Tagged: design-patterns

Graph Paper Lindenmeyer Systems

  • Posted in dev

When I was a kid I learned about Lindenmeyer Systems and the fun tree patterns they create. I even followed a Twitter bot that generated and posted random pretty lsystem renders.

These are similar to fractals, except unlike traditional fractals they don’t usually expand within a fixed space, they either continue to grow or loop back intersecting themselves.

Meanwhile I spent most of my time in school and needed something to occupy my hands with. I did a lot of notebook doodling, except people notice those. But I did have graph paper. And graph paper gives you enough structure to draw lsystems by hand. So I did, a lot.

graph paper photo

I probably went through a notebook every two years, and I can’t remember once ever drawing an actual graph. This was when I was a child in childish ways and hadn’t yet learned about dot paper. Oh, misspent youth....

There are a couple interesting things about this mathematically.

First, there’s only really one interesting space-filling pattern to draw on graph paper, which is forking off in two 45 degree angles. Anything that doesn’t fit on the coordinate grid (like incrementally decreasing line lengths) becomes irregular very quickly. The main option to play with different patterns is by setting different starting conditions. (Seems like it’d get boring quick, right? I spent the rest of the time trying to apply the Four color theorem in an aesthetically satisfying way. Still haven’t solved that one.)

Second, drawing on a coordinate grid means using Chebyshev Geometry, where straight lines and diagonal lines are considered the same length. So a circle (points equally far apart from a center point) is a square. This is also sometimes called chessboard geometry, because it’s how pieces move on a grid.

distances visualization1

Also, because I’m drawing this by hand, I can only keep track of visible tips. So if tips collide I count them as “resolved”, even if mathmatically they’d pass through each other.

But I kept hitting the end of the graph paper.

I was bored in a work meeting this week and ended up doing the same thing, and it made me wonder about the properties of the pattern. Did it repeat? Did it reach points of symmetry? I thought it would be fun to whip up a tool to run my by-hand algorithm to see.

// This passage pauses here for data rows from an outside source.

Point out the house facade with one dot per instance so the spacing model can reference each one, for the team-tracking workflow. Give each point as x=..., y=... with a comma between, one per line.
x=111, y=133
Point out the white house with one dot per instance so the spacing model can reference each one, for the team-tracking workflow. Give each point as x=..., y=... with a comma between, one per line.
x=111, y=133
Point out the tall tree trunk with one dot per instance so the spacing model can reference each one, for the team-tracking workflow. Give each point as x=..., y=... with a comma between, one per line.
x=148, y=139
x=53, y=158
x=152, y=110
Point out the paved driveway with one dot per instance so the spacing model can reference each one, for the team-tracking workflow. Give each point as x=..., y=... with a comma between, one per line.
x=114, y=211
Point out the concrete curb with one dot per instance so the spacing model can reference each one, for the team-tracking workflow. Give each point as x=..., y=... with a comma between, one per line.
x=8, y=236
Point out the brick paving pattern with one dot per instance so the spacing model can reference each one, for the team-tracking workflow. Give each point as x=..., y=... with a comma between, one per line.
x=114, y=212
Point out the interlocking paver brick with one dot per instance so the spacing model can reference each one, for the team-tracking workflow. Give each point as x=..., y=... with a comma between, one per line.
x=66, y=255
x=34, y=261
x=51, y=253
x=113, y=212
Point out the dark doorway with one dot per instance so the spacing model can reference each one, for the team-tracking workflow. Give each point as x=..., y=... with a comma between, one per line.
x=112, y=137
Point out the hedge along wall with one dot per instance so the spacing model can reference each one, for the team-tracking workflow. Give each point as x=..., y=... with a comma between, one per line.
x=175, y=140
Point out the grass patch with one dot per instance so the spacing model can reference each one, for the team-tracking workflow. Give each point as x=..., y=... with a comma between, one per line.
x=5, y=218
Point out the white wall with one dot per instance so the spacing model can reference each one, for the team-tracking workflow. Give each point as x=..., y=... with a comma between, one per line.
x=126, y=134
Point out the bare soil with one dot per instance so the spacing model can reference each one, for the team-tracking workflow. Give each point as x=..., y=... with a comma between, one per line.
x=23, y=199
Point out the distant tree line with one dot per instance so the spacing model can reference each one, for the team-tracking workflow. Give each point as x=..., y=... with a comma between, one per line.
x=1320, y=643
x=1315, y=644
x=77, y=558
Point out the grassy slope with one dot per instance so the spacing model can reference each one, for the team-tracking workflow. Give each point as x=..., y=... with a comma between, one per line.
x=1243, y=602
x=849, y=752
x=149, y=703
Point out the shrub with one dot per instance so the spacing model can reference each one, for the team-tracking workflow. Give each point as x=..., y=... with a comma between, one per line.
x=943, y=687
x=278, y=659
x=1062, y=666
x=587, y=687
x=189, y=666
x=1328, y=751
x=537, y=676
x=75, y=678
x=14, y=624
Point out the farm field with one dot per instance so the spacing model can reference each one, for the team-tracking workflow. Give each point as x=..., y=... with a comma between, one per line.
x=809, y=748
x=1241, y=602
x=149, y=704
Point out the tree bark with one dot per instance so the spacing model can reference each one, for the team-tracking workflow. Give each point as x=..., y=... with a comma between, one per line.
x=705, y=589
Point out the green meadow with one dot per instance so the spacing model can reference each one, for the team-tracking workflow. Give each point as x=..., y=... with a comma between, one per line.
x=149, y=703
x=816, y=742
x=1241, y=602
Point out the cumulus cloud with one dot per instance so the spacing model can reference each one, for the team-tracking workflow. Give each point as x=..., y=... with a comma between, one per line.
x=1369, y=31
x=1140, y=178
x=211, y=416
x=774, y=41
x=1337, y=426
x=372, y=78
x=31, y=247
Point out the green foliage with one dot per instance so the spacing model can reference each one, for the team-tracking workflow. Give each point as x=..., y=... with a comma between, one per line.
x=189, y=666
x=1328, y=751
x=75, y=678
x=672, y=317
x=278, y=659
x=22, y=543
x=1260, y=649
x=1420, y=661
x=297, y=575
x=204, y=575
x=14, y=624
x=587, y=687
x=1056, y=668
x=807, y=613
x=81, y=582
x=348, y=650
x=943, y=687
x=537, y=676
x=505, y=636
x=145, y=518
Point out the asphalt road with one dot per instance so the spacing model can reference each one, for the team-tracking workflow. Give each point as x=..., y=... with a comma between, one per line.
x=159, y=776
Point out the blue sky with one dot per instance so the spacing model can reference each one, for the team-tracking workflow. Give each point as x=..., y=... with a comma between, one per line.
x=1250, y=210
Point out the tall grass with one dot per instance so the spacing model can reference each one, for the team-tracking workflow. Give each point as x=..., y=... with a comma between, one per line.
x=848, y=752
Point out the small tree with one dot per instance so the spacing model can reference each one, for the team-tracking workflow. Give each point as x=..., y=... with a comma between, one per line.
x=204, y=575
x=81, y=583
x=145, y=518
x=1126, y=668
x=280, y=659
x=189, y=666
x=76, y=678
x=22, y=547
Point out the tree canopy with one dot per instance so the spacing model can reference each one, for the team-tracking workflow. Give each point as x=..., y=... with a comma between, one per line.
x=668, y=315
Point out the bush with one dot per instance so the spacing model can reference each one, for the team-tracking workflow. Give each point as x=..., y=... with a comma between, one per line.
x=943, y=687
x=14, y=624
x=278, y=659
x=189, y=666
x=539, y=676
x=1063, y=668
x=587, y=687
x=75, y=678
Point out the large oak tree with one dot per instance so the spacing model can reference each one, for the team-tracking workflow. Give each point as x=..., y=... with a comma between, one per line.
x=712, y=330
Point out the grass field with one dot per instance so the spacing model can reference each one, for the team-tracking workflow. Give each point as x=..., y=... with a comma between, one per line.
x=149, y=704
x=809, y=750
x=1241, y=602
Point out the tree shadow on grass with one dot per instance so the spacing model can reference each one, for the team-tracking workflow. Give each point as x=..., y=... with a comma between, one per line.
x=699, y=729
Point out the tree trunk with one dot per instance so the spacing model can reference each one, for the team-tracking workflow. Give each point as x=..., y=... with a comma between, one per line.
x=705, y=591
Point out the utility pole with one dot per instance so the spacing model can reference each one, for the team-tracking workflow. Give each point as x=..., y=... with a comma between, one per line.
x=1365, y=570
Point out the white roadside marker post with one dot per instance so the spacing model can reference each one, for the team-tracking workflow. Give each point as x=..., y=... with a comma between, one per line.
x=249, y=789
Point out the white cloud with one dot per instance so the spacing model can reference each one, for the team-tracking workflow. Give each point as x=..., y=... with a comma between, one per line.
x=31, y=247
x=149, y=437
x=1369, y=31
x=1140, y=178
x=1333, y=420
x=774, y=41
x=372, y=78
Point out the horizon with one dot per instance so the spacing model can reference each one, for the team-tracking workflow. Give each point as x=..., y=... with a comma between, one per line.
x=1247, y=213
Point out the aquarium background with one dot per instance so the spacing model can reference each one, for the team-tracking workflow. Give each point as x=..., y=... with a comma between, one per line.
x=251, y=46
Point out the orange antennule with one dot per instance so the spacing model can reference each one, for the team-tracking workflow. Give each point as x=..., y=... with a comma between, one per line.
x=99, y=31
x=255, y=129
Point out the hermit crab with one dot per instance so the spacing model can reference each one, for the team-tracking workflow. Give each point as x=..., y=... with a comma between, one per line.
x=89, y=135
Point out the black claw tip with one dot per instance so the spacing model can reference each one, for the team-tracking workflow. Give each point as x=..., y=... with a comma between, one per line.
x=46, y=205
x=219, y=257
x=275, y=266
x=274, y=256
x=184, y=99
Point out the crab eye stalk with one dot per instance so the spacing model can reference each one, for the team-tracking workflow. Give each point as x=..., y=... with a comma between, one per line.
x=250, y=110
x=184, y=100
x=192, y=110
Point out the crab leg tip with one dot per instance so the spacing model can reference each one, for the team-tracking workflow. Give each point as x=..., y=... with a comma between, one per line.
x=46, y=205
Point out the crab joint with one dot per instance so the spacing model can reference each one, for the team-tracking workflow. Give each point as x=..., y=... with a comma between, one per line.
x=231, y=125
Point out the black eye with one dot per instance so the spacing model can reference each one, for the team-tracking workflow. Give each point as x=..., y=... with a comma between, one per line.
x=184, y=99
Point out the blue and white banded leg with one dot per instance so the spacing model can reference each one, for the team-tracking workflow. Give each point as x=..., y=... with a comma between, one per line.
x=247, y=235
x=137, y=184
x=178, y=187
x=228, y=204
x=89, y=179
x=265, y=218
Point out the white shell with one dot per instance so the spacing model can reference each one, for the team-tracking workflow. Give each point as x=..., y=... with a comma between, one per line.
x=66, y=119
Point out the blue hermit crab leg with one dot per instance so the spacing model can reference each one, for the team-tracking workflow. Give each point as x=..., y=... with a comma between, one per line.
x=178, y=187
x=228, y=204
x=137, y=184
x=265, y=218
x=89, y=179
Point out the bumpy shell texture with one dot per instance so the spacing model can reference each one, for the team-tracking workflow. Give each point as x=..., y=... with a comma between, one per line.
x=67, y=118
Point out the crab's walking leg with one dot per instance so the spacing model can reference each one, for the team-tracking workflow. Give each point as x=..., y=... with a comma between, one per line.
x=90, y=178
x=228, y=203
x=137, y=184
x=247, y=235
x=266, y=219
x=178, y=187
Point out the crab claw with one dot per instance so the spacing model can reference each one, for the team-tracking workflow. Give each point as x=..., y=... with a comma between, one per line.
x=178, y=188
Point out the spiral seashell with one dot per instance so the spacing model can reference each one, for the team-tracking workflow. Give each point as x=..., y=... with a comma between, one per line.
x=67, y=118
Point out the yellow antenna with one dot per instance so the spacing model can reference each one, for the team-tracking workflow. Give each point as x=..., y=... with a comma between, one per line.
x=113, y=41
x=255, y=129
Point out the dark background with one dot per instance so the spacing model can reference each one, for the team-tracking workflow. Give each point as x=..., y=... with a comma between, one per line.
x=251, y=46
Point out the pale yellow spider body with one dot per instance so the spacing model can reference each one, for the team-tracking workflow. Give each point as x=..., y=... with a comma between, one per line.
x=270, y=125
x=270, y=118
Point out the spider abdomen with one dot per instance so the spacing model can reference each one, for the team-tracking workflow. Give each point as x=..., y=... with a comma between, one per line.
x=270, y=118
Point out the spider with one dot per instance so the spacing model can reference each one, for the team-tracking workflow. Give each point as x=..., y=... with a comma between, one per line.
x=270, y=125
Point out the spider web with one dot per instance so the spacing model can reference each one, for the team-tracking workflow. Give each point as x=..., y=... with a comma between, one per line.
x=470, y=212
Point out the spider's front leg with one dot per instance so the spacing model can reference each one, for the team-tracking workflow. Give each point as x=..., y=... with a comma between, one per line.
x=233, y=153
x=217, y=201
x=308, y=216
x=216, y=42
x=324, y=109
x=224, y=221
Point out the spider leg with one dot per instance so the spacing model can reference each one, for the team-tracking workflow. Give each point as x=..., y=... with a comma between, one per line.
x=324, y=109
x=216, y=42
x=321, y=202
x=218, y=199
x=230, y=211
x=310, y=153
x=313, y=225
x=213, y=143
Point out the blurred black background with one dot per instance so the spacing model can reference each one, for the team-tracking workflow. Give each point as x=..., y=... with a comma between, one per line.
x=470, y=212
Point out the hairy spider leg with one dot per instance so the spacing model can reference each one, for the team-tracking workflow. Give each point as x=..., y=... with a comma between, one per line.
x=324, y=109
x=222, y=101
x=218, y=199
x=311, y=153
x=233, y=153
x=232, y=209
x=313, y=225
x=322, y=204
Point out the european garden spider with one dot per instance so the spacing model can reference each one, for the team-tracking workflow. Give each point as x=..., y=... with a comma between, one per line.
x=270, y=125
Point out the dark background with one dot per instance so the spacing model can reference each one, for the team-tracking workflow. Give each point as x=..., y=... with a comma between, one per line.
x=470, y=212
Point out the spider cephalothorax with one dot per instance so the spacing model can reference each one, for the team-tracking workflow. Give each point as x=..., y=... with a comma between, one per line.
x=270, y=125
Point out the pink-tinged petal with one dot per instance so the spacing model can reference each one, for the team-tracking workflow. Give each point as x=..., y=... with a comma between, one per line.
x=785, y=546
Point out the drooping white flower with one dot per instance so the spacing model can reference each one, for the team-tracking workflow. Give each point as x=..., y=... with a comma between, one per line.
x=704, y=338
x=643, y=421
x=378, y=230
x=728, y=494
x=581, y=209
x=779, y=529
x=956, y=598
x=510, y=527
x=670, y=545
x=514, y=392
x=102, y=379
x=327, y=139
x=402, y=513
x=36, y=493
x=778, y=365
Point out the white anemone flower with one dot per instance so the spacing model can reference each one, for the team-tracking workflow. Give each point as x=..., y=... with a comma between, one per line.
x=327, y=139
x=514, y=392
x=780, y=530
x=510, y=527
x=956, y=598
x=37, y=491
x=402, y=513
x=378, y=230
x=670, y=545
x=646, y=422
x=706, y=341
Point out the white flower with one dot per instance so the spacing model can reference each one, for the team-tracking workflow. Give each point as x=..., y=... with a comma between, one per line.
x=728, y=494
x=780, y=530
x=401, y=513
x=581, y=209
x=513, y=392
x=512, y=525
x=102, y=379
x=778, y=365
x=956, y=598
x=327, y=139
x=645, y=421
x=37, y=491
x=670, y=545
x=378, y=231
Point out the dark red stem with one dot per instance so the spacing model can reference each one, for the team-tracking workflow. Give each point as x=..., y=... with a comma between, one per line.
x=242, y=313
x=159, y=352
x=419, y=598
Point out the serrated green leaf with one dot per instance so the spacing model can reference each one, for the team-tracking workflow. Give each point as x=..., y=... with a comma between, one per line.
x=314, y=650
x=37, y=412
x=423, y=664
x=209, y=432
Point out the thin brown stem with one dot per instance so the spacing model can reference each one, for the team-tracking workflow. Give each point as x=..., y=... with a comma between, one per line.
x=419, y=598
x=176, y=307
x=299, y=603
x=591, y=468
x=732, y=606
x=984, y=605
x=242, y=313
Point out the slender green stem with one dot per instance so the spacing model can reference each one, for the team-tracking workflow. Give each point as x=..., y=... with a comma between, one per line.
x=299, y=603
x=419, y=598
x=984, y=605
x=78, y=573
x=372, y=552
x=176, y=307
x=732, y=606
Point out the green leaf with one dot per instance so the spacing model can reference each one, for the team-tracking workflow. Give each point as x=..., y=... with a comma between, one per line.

There are lots of web toys for lsystems but none are designed with these graph paper constraints. So just as an exercise I built my own from scratch, and it’s pretty good at drawing my high-school pattern.

generation animation

The answer to the pattern question is: it depends on the starting position! If you start with one line you start to see radial symmetry, but if you start with two lines facing away from each other (as in the animation) it’s more interesting. Neat.

Each generation is considered a state frame that keeps track of lines (for rendering), buds (for growing the next iteration), bloomed_buds (for bud collision) and squares (for line collision).

For the Chebyshev geometry I just keep every line at a 1.0 length and let the trigonometry functions round up.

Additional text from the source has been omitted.